For most NICs, RSS is the primary method of deciding which CPU to interrupt with a packet. NICs that do not implement any other type of filter and whose RSS feature
is missing or turned off, will most likely interrupt only CPU 0 at all times which will reduce potential throughput due to cache line migrations and lock contention.
Please keep system-wide RSS disabled if this is the case.
The last but not least thing to consider is the fact that driver support with the in-kernel implementation of RSS is a must. Proper driver support will ensure the correct key
and indirection table being set in hardware. Drivers which support RSS according to the source code (but mostly untested):
* em
* igb -> tested & working
* axgbe -> tested & working
* netvsc
* ixgbe
* ixl
* cxgbe
* lio
* mlx5
* sfxge
**Kernel support**
=====================================================================================================================
Internally, FreeBSD uses `netisr <https://www.freebsd.org/cgi/man.cgi?format=html&query=netisr(9)>`__
as an abstraction layer for dispatching packets to the upper protocols.
Within the implementation, the default setting is to restrict packet processing to one thread only.
Since RSS now provides a way to keep flows local to a CPU, the following sysctls should be set in :menuselection:`System->Settings->Tunables`:
* net.isr.bindthreads = 1
* net.isr.maxthreads = -1
The first option causes threads to be bound to a CPU, the next one assigns a workstream to each core available.
Furthermore, the RSS implementation also provides a few necessary sysctls:
* net.inet.rss.enabled = 1
Makes sure RSS is enabled. This is disabled by default to prevent regressions on NICs that do not properly implement the RSS interface.
* net.inet.rss.bits = X
This one is dependent on the amount of cores you have.
By default the amount of bits here represent the amount of cores x 2 in binary.

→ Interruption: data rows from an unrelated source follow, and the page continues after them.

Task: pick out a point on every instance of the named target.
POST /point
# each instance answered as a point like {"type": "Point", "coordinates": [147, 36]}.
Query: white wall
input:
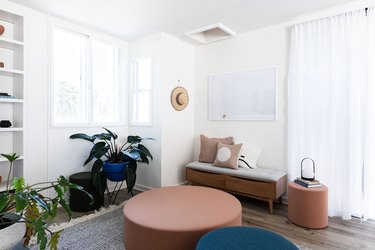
{"type": "Point", "coordinates": [48, 151]}
{"type": "Point", "coordinates": [35, 82]}
{"type": "Point", "coordinates": [178, 126]}
{"type": "Point", "coordinates": [172, 60]}
{"type": "Point", "coordinates": [149, 176]}
{"type": "Point", "coordinates": [257, 49]}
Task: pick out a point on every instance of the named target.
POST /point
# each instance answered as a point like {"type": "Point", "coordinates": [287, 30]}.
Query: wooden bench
{"type": "Point", "coordinates": [260, 183]}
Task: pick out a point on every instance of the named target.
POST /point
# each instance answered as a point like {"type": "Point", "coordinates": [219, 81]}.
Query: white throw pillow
{"type": "Point", "coordinates": [249, 155]}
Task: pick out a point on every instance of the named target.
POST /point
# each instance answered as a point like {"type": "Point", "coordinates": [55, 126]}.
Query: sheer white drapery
{"type": "Point", "coordinates": [331, 108]}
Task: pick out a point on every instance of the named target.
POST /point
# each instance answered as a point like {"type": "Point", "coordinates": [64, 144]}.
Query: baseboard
{"type": "Point", "coordinates": [284, 200]}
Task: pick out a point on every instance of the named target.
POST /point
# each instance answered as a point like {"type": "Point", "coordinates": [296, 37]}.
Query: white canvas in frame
{"type": "Point", "coordinates": [247, 95]}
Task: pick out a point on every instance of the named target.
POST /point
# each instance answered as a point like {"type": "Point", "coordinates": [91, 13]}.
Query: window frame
{"type": "Point", "coordinates": [133, 73]}
{"type": "Point", "coordinates": [87, 83]}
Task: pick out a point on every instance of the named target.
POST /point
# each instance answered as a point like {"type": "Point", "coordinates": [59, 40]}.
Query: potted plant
{"type": "Point", "coordinates": [22, 204]}
{"type": "Point", "coordinates": [118, 161]}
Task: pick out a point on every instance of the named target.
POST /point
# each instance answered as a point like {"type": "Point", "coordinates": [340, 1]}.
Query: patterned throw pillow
{"type": "Point", "coordinates": [249, 155]}
{"type": "Point", "coordinates": [209, 147]}
{"type": "Point", "coordinates": [227, 155]}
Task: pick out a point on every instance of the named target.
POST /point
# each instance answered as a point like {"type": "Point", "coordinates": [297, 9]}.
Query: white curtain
{"type": "Point", "coordinates": [331, 108]}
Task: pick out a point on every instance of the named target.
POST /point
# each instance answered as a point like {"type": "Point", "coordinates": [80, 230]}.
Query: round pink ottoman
{"type": "Point", "coordinates": [177, 217]}
{"type": "Point", "coordinates": [308, 207]}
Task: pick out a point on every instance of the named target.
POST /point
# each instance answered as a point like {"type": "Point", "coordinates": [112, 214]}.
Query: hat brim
{"type": "Point", "coordinates": [174, 95]}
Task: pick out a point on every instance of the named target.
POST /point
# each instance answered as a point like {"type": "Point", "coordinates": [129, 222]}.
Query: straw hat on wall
{"type": "Point", "coordinates": [179, 98]}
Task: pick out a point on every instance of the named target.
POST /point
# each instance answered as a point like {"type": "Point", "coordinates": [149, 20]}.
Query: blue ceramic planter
{"type": "Point", "coordinates": [115, 171]}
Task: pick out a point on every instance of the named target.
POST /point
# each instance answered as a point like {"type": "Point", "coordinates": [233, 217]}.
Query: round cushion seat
{"type": "Point", "coordinates": [238, 238]}
{"type": "Point", "coordinates": [177, 217]}
{"type": "Point", "coordinates": [308, 207]}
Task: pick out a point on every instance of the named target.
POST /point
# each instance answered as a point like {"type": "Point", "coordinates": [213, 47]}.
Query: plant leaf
{"type": "Point", "coordinates": [132, 139]}
{"type": "Point", "coordinates": [97, 151]}
{"type": "Point", "coordinates": [83, 136]}
{"type": "Point", "coordinates": [113, 135]}
{"type": "Point", "coordinates": [39, 201]}
{"type": "Point", "coordinates": [18, 183]}
{"type": "Point", "coordinates": [3, 201]}
{"type": "Point", "coordinates": [103, 136]}
{"type": "Point", "coordinates": [143, 151]}
{"type": "Point", "coordinates": [21, 200]}
{"type": "Point", "coordinates": [54, 240]}
{"type": "Point", "coordinates": [96, 167]}
{"type": "Point", "coordinates": [11, 157]}
{"type": "Point", "coordinates": [133, 154]}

This is done on purpose to provide load-balancing, though there is no current implementation for this so we
recommend setting this value to the amount of bits representing the number of CPU cores.
This means we use the following values:
- for 4-core systems, use 2
- for 8-core systems, use 3
- for 16-core systems, use 4
- Etc.
.. Note::
Remember to reboot the machine after changing :code:`net.inet.rss.enabled` as this option can only be set during boot.
**Validate settings**
=====================================================================================================================
If RSS is enabled with the 'enabled' sysctl, the packet dispatching policy will move from direct to hybrid. This will directly dispatch a packet on the current context when allowed,
otherwise it will queue the packet on the bound CPU on which it came in on. Please note that this will increase the interrupt load as seen in top -P.

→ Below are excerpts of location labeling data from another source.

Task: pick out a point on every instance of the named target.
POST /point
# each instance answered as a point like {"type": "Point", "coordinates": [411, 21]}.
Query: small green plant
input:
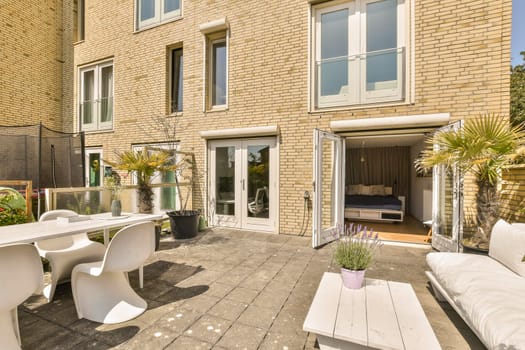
{"type": "Point", "coordinates": [356, 246]}
{"type": "Point", "coordinates": [113, 184]}
{"type": "Point", "coordinates": [12, 208]}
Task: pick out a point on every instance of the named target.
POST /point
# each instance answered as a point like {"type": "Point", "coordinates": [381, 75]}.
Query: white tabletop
{"type": "Point", "coordinates": [36, 231]}
{"type": "Point", "coordinates": [380, 315]}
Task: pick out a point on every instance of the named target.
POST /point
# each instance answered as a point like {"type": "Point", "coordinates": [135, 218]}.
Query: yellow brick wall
{"type": "Point", "coordinates": [462, 58]}
{"type": "Point", "coordinates": [512, 195]}
{"type": "Point", "coordinates": [32, 63]}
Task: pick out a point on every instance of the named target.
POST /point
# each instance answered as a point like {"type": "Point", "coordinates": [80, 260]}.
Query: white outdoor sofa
{"type": "Point", "coordinates": [488, 292]}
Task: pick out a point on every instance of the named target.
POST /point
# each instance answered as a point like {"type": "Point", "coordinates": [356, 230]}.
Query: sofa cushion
{"type": "Point", "coordinates": [488, 294]}
{"type": "Point", "coordinates": [507, 245]}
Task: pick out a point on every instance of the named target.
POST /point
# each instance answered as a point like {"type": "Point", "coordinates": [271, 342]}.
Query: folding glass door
{"type": "Point", "coordinates": [243, 183]}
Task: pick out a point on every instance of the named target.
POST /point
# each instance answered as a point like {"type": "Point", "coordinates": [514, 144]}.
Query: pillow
{"type": "Point", "coordinates": [352, 189]}
{"type": "Point", "coordinates": [364, 190]}
{"type": "Point", "coordinates": [377, 190]}
{"type": "Point", "coordinates": [507, 245]}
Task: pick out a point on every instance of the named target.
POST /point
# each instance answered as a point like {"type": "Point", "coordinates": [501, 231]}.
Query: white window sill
{"type": "Point", "coordinates": [360, 106]}
{"type": "Point", "coordinates": [217, 109]}
{"type": "Point", "coordinates": [154, 25]}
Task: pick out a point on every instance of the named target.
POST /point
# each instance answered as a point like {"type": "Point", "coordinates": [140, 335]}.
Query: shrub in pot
{"type": "Point", "coordinates": [354, 251]}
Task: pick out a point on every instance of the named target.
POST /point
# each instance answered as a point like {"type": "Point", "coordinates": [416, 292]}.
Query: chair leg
{"type": "Point", "coordinates": [8, 334]}
{"type": "Point", "coordinates": [49, 290]}
{"type": "Point", "coordinates": [107, 298]}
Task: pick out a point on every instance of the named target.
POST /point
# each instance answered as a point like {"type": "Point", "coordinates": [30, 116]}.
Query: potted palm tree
{"type": "Point", "coordinates": [144, 164]}
{"type": "Point", "coordinates": [484, 147]}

This simply means that packets are being processed with the highest priority in the CPU scheduler - it does not mean the CPU is under more load than normal.
The correct working of netisr can be verified by running:
.. code-block::
netstat -Q
**Note regarding IPS**
=====================================================================================================================
When Suricata is running in IPS mode, Netmap is utilized to fetch packets off the line for inspection. By default, OPNsense has configured Suricata in such a way that the packet which
has passed inspection will be re-injected into the host networking stack for routing/firewalling purposes. The current Suricata/Netmap implementation limits this re-injection to one thread only.
Work is underway to address this issue since the new Netmap API (V14+) is now capable of increasing this thread count. Until then, no benefit is gained from RSS when using IPS.